There is a fantasy world in Iraq which is visible to George W. Bush that most Americans can’t see. It is propped up by a “coalition” of forces (Bush claimed 37 countries… yet most of these have fewer than 30 soldiers committed to the cause) including the mighty Fiji… and Bosnia… Kazahkstan… the list goes on and on.

This Iraq, we are told by Bush, is getting better all the time, like a Beatles song. The schools and markets that were closed in Baghdad are now reopening (and people are being shot there daily, or being blown up like the Sunni leader, Abdul Sattar Buzaigh al-Rishawi, in Anbar Province that we were apparently depending on who bought the big one yesterday.)

Fantasy Iraq is a place where we are building an “enduring relationship”, which means we will be there until Hell freezes over (a long time), with young Americans providing training targets for insurgents.

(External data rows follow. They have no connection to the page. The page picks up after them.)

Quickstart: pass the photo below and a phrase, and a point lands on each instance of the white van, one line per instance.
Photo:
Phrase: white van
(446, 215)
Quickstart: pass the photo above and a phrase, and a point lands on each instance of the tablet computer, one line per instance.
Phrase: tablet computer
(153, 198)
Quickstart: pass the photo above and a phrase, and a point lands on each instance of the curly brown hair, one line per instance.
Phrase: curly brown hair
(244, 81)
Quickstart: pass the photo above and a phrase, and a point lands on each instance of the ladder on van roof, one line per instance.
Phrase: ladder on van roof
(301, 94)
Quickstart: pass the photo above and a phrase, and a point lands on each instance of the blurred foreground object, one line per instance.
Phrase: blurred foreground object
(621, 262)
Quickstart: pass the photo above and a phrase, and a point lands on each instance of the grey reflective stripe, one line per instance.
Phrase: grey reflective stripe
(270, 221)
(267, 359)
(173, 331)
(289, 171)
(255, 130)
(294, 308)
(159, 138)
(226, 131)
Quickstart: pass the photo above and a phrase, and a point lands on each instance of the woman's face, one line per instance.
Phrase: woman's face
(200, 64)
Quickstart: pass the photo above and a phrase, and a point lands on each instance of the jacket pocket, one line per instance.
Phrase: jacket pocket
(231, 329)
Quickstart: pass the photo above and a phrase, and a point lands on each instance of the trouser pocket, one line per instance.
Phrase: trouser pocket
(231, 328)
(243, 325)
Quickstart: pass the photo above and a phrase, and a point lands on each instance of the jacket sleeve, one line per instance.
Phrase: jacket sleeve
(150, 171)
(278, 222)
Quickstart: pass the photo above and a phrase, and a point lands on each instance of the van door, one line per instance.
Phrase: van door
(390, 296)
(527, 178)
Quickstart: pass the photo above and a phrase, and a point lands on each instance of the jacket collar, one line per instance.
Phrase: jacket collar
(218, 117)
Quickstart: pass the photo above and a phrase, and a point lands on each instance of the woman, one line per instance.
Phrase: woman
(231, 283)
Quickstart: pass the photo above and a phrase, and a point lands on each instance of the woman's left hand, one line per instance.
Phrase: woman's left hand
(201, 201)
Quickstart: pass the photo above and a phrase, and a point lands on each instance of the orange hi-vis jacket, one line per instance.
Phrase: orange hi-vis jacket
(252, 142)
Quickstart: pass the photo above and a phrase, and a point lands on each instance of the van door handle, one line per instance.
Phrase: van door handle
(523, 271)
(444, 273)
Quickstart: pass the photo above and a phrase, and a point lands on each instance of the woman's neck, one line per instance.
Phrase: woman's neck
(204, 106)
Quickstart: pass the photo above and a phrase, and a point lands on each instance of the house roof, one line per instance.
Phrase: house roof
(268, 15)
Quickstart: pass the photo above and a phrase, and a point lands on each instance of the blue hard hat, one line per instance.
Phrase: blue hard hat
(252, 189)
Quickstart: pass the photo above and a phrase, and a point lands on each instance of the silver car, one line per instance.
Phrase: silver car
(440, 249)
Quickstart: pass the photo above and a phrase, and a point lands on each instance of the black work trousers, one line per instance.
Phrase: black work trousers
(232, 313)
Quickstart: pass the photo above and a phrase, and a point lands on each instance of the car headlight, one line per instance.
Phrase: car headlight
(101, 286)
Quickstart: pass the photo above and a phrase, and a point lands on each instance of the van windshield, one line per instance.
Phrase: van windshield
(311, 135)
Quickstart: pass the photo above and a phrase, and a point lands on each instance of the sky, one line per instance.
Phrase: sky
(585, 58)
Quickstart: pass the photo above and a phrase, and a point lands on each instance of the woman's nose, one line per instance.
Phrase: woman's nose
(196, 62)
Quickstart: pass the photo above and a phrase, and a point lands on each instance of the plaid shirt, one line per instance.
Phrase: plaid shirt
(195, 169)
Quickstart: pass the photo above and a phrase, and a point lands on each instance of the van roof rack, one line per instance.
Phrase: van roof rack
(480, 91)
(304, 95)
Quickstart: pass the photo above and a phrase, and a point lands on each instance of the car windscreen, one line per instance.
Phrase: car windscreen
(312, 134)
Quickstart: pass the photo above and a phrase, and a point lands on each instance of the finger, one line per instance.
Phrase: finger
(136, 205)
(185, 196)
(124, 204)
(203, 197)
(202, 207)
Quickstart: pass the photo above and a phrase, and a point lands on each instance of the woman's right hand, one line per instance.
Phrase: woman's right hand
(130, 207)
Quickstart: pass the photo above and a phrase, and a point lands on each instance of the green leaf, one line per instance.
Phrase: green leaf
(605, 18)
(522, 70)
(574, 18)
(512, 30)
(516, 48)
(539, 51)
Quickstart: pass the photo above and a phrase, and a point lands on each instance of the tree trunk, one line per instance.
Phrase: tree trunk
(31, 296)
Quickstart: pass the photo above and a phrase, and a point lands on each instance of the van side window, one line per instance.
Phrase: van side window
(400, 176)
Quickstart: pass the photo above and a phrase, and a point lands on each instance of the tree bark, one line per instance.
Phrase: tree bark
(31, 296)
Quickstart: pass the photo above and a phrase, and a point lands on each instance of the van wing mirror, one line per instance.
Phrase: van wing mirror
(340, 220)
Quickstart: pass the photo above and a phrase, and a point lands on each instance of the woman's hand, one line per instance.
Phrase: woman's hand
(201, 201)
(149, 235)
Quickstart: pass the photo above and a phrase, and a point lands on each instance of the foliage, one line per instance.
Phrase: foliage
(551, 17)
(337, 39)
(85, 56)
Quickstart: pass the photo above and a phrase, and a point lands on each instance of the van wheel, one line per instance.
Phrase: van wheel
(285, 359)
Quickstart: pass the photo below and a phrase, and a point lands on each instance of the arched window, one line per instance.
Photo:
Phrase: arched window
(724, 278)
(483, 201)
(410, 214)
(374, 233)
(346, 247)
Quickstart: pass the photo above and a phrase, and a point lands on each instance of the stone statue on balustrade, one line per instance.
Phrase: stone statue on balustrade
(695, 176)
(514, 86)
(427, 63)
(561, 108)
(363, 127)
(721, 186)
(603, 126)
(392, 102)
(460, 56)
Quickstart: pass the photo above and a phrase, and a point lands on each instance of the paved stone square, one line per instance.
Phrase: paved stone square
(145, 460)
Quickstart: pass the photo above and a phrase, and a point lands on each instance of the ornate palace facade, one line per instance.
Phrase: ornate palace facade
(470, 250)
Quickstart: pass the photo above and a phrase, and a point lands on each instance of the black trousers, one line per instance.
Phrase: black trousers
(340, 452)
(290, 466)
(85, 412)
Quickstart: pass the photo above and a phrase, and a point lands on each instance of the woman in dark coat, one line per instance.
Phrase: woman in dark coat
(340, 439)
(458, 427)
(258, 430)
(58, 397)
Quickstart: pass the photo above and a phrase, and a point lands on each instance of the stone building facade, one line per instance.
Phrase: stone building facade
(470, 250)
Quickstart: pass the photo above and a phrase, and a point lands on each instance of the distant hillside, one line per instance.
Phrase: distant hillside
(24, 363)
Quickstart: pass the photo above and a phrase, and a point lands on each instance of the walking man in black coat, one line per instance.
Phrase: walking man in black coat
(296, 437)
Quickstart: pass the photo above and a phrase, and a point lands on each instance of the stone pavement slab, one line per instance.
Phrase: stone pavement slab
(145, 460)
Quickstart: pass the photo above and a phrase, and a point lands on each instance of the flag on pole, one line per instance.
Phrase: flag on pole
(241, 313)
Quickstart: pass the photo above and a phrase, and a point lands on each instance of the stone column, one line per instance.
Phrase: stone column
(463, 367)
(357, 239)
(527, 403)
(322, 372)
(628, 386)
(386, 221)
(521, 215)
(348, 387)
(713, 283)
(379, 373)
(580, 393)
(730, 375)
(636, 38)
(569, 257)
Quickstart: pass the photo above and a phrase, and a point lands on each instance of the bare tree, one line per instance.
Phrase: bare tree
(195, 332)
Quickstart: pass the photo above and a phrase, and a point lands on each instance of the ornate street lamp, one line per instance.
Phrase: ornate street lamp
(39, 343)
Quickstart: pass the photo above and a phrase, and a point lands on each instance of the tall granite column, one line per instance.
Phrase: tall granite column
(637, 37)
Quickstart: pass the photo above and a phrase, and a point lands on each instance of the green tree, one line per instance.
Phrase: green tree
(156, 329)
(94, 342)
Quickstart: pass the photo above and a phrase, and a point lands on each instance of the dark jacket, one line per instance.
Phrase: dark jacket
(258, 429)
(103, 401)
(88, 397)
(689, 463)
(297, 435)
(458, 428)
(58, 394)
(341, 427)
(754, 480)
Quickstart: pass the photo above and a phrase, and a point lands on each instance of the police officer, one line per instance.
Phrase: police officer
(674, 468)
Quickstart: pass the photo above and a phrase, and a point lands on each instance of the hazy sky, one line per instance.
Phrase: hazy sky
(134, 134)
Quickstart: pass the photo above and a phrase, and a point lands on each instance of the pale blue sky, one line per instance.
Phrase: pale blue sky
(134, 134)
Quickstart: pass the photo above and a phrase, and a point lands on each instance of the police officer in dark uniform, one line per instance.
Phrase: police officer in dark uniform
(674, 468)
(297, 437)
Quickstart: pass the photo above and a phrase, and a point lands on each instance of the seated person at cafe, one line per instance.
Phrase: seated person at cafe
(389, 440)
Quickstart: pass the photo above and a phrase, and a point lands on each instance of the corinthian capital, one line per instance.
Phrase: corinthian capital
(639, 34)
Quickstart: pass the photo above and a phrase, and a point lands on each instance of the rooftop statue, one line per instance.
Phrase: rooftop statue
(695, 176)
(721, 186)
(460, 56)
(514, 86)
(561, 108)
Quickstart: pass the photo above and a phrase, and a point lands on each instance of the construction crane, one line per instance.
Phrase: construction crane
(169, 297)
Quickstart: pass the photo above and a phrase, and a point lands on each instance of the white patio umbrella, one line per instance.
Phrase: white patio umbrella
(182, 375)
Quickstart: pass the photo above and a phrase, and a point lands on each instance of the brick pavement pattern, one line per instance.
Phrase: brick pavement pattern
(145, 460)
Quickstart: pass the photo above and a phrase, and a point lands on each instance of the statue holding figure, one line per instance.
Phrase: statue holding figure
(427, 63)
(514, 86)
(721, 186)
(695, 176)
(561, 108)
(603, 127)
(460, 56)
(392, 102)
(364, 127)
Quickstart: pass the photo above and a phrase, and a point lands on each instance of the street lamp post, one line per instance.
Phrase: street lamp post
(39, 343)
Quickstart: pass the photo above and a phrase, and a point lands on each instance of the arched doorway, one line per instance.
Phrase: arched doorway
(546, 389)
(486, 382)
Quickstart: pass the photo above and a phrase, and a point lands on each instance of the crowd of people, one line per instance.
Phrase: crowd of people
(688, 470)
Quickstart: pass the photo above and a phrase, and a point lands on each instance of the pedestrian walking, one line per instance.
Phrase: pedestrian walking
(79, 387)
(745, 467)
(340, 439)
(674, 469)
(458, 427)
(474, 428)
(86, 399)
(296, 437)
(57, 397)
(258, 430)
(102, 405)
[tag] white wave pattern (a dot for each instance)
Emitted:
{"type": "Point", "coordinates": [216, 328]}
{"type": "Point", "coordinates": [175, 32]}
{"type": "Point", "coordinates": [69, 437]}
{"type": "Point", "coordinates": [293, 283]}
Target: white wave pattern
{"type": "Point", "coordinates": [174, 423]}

And although Bush said some troops would be home by Christmas, and others would be back by July, according to his plans the number of troops in Iraq could be higher in the summer of 2008 than it was in the fall of 2006 before the surge began.  It is a very special kind of reduction where the quantity goes up instead of down. It takes a special vision to view troop reductions this way… Bush’s Vision.

I think Bush has lost his mind. The world that he sees and whose existence he tries to show to us, does not exist for anyone else. And while Republicans, through the sheer political will power of Party support, still bolster his Presidency, they are falling away in flakes, like paint chipping off an old house. One day there will be nothing but exposed wood and we see what has been underneath all the time.

We press on with a madman in charge, ready to push his legacy upon us.

“The way forward I have described tonight makes it possible, for the first time in years, for people who have been on opposite sides of this difficult debate to come together,” he said.

Hopefully, they will come together to strap the straight jacket on the Commander in Chief.